Some realistic guidelines following your breakup:

  • Allow for a certain period of time to pass without harboring any friendship expectations. The hurt and betrayal that are experienced after a breakup are normal. 
  • Consider whether it might actually be easier to create some distance from each other for a while.  This is obviously more difficult for those who have children, or own animals or property together. Still, there are ways to allow for more distance even as the partners deal with shared responsibilities.
  • As you continue to adjust to this new situation, allow for all sorts of fresh experiences. Enjoy this as a time of new opportunity.  Instead of replicating the life you had with your ex, expand your horizons by pursuing interests you may have neglected in the past or that you didn’t even know you had. Be open to new people and adventures. Important warning: your ex will be doing the same thing!
  • Work to detangle from your ex. This includes maintaining more distance on social media, blogs and apps. Try your best not to check up on them and, if necessary, un-friend him until it becomes less painful.  Instead of tracking his activities, and monitoring how much fun he appears to be having or how many new “friends” he is attracting, devote this time to your own emotional hygiene.

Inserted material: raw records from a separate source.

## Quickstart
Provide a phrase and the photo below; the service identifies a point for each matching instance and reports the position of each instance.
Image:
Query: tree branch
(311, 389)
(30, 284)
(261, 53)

  • Really be honest with yourself in addressing what is best for your own healing.  Would you benefit from seeing a therapist, or joining a support or therapy group?

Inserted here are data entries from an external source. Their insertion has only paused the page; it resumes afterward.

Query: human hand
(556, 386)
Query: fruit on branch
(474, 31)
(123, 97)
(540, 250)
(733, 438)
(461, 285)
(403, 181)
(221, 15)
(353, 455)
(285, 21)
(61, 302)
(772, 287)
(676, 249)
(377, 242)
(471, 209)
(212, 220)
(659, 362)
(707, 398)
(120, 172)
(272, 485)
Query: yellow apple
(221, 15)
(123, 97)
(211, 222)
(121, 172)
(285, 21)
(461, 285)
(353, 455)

  • Be careful to not triangulate mutual friends by putting them in awkward situations.  Even though it may be tempting to do so, asking them to report in to you or indirectly pressuring them to trash your ex maintains an unhealthy connection with him.  It also creates disconnection from the friends, who feel pressured and used.  
  • Acknowledge to yourself that after a breakup comes a normal reshuffling of friendship alliances. Mutual friends may align with one person or another because if feels less difficult.  It is often this simple, and not necessarily an indication of greater love or preference for him over you.

If the plan is to remain friends following a breakup, both people must accept that it may not happen for a long time.  It may take months or even years to get here.  With a lot of work, minimizing of expectations and accepting new ways of being in each other’s lives, you may be able to establish something very special.  The reconfigured "chosen family" can have room for everyone -- friends, new partners, and former partners -- and be very rich energized!